[stdlib] Add `Dict._resize_down` and `_under_load_factor()` #3133

rd4com · 2024-06-28T10:23:10Z

Hello,

this is a PR to solve a problem mentioned by @bethebunny
(in #3128)

Good little feature to have,

it probably should not be a default and be parametrized,

because of the cost in performance of halving memory.

💡 for the Dictionary that not down-resize

Did an implementation of it, maybe you'll like it !

It really grows and ungrows dynamically,

at each pop, if self.size < 1/3 of self._reserved(),

the Dict halves it's memory with a smaller list capacity.

(so the RAM usage is dynamic and change on the size)

When pop is used on all elements of a dict of 256 elements,

the transition goes from 512, 256, 128, 64, 32, 16, 8, 4

That way, it doubles on 2/3 and halves on 1/3

The ratio is quite simple and it seem to do the job:
(same as for resizing up (below 1/3 of self._reserved()))

0.33 * 256 == 84.48 <- we are below (we can resize down)
0.66 * 128 == 84.48 <- we are below (no need to resize up again)

0.66 * 256 == 168.96 <- we are above (we can resize up)
0.33 * 512 == 168.96 < we are above (no need to resize down again)

Example of a `Dict` cycling trough grow and ungrow:

from time import now
def main():
    var result: Int=0
    var dict_size = 256
    var start = now()
    var stop = now()
    
    result = 0

    small2 = Dict[Int,Int]()
    start = now()
    for y in range(2):
        for i in range(dict_size):
            # grow the dictionary up to its full size
            print("before",small2._reserved(), len(small2))
            small2[i]=i
            print("after",small2._reserved(), len(small2))

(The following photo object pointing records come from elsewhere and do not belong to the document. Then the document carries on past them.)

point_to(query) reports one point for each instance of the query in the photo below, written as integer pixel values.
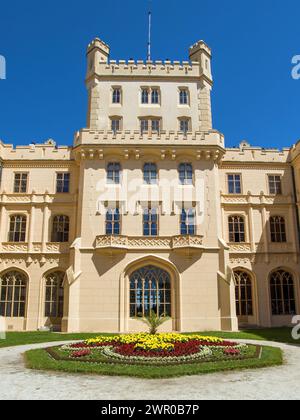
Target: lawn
(281, 335)
(40, 360)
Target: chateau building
(148, 211)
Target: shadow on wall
(275, 258)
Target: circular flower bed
(158, 348)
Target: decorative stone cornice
(115, 244)
(256, 200)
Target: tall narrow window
(20, 183)
(17, 228)
(115, 125)
(13, 287)
(150, 173)
(184, 125)
(236, 229)
(150, 290)
(155, 126)
(278, 231)
(150, 222)
(113, 222)
(114, 173)
(54, 295)
(282, 293)
(275, 187)
(144, 126)
(243, 294)
(184, 97)
(116, 96)
(155, 96)
(145, 96)
(234, 184)
(185, 174)
(60, 229)
(63, 182)
(188, 222)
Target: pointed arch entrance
(150, 283)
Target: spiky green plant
(154, 321)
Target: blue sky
(253, 42)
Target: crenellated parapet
(167, 138)
(46, 151)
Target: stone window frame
(65, 222)
(22, 300)
(188, 96)
(113, 90)
(234, 182)
(23, 231)
(269, 175)
(20, 181)
(239, 231)
(278, 231)
(279, 291)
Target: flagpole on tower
(149, 30)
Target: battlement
(245, 153)
(140, 68)
(167, 138)
(46, 151)
(198, 46)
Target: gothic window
(150, 174)
(13, 289)
(282, 293)
(112, 223)
(185, 174)
(117, 95)
(188, 222)
(20, 183)
(275, 187)
(54, 295)
(243, 293)
(114, 173)
(150, 222)
(236, 229)
(17, 228)
(60, 229)
(63, 182)
(278, 231)
(234, 184)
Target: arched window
(54, 295)
(113, 222)
(150, 290)
(113, 173)
(236, 226)
(282, 293)
(150, 221)
(184, 97)
(185, 173)
(60, 229)
(243, 293)
(17, 228)
(116, 97)
(13, 286)
(188, 222)
(150, 173)
(277, 227)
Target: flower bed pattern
(153, 349)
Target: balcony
(186, 245)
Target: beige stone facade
(148, 209)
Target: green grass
(40, 360)
(281, 335)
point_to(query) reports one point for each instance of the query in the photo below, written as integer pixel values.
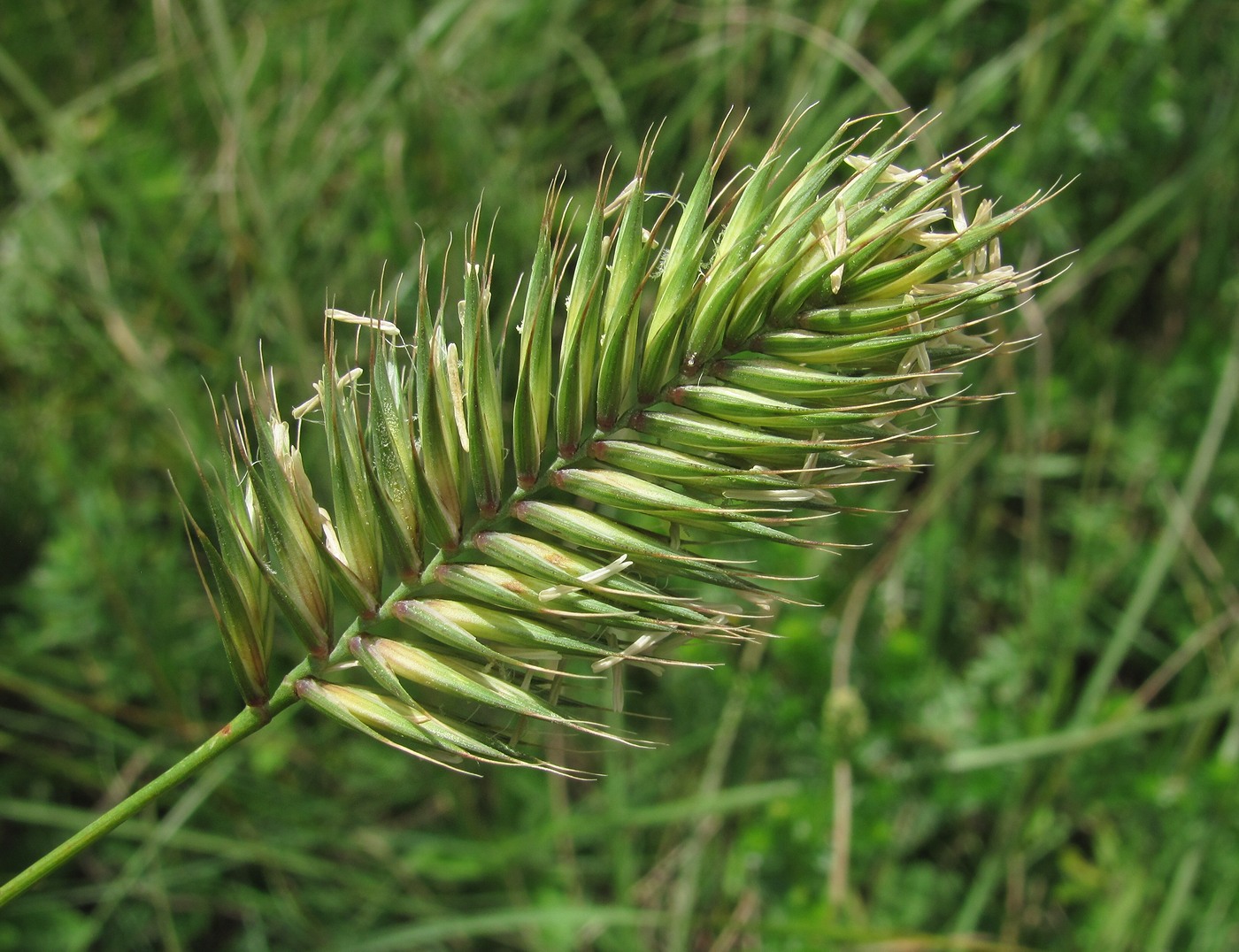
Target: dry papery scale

        for i in range(dict_size):
            # ungrow the dictionary
            print("before",small2._reserved(), len(small2))
            result += small2.pop(i)
            print("after",small2._reserved(), len(small2))
    stop = now()
    print(stop-start, result)

The result is correct (65280):

x = 0
for y in range(2):
    for i in range(256):
        x+=i
print(x) #65280

Maybe that kind feature need to be parametrized, so users can choose?
(resizing down reduce the performance, so may not be a good default)

DictConfig struct, as default Dict parameter is a possibility
- we might end up in a parametrization challenge later
another Dict type is also a possibility (BaloonDictionary like) ?

I suggest the second one would be better, but struggle for naming here.

If reviewers likes it, maybe we can bring it to life with more reviews ?

(There are more methods where the logic need to be done, and tests)

Note that the hard work have been done by people working on Dict,

this pr just add a halving part, which use the same ratio as the doubling.

gryznar · 2024-06-28T12:12:09Z

stdlib/src/collections/dict.mojo

@@ -790,7 +790,16 @@ struct Dict[K: KeyElement, V: CollectionElement](
            var entry_value = entry[].unsafe_take()
            entry[] = None
            self.size -= 1
-            return entry_value.value^
+            var tmp = entry_value.value^ #TODO: not to merge with current PR
+            #It is necessary for def test_pop_default()


Maybe this comment should be part of pull request, not code itself?

Why not just return entry_value.value^ directly?

👍 Thanks @bethebunny , @gryznar,

It is related to this issue:

[stdlib] mark dict entry as destroyed in Dict.pop() #2796

The test test_pop_default() would fail,

I think it has to do with values that needs to be fully initialized to be ready for the __del__ ,

but we move the value out anyway so maybe it has to do with something else ?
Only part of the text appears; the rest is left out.